The University sent letters to former members of the Alpha Pi Epsilon fraternity last month, threatening disciplinary action if any members “reorganize, reconstitute or re-colonize” in any form.
This action follows an unprecedented crackdown on the unrecognized fraternity this winter, after pledges reported hazing to the University. The investigation resulted in the expulsion of several APES leaders.
The letter states that APES members engage in activities that violate the Code of Student Conduct, “including the use of illicit drugs and alcohol, acts of hazing, acts of violence, the manufacturing and distribution of fake IDs and other violations of the code.”
Tara Pereira, director of Student Judicial Services, said they collected the names of “most” of the letter’s recipients from other APES members, as well as rosters SJS obtained in past investigations. The letter was addressed to people identified as being a “leader, officer, member, pledge or identifiable spokesperson” of APES. Pereira said SJS received three phone calls from students or their parents about the letter, saying they were not involved in the group.

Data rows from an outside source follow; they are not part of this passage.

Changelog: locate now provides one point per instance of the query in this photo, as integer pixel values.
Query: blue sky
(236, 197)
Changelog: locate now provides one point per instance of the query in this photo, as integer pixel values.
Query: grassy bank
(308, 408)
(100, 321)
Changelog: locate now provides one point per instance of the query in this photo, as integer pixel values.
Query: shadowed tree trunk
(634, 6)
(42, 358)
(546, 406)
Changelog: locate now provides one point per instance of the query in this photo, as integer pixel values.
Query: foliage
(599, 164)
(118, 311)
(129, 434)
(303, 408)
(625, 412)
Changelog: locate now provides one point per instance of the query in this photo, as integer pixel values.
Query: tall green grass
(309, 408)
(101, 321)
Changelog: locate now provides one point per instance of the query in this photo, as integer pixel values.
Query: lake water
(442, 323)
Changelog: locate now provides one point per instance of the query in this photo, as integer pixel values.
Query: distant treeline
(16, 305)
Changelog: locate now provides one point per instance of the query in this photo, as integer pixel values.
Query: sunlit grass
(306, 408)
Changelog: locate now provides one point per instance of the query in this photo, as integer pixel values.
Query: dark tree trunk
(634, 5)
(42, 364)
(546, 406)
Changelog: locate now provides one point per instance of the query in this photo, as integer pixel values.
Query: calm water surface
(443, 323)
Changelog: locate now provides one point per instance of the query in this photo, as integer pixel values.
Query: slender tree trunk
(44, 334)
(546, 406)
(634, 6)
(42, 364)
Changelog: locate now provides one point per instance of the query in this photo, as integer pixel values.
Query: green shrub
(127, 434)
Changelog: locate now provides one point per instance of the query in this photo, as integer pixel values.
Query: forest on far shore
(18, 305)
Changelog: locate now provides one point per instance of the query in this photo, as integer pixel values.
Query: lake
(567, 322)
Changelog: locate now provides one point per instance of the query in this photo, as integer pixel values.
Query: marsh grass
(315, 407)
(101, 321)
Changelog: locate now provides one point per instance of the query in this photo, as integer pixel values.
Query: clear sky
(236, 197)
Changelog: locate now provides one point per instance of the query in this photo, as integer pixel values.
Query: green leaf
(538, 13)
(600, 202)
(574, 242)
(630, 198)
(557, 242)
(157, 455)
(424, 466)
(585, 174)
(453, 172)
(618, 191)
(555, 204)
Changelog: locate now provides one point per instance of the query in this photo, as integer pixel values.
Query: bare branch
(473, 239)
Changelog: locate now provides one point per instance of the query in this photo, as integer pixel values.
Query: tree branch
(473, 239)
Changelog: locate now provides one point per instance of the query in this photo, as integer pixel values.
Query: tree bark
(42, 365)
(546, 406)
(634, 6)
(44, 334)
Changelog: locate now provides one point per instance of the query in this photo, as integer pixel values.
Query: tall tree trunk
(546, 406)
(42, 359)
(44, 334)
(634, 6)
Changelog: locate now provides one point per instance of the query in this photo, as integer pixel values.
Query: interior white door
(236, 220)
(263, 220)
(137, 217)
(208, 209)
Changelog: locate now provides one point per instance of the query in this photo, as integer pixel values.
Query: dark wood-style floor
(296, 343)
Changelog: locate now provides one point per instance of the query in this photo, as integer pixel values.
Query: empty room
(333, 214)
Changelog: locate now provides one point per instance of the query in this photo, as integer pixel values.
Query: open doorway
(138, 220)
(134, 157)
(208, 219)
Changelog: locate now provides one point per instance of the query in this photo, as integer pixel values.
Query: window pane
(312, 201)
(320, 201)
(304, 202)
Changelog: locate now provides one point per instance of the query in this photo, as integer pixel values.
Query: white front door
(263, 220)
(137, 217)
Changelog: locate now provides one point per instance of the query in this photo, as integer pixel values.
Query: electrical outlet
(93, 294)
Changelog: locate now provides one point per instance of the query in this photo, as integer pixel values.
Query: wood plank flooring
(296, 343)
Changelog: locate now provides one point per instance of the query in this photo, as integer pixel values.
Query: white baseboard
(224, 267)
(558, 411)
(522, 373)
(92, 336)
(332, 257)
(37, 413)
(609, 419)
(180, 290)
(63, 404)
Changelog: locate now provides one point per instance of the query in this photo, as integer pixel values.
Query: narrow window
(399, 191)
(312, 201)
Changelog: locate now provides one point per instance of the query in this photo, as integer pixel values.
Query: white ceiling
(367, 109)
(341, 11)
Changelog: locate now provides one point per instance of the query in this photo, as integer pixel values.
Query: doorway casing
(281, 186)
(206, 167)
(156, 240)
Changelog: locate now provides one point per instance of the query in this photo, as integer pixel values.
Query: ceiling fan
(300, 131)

“We took their word for it, as they were not names given to us by members this year,” Pereira said.
A former APES member, speaking under the condition of anonymity because he fears retribution from the University, said he knew several students unaffiliated with APES who received the letter. SJS has previously said they use Facebook, among other tools, to identify members of unrecognized fraternities like APES.
“SJS can’t just go around acting like Big Brother,” the former member said. “The leash needs to be pulled.”
He said other APES members have no intention of reorganizing “because it’s not worth being expelled or suspended.”
Pereira said the University expects no further efforts to reorganize APES, but sent the letter as a precaution.
“Based on the significant record of misconduct, the University is taking the unusual step of forbidding the former members of APES from reorganizing,” Pereira wrote in an e-mail.
The letter – which is signed from Senior Assistant Dean of Students Mark Levine – forbids any formal or informal reforming of the group. Levine declined to comment on the letter.
Pereira added that students would only be violating the terms of this letter if they began organizing to discuss long-term goals or recruitment.
A similar letter was sent to APES members in April 2005 demanding that they “prevent or end” activities which violate the Code of Student Conduct.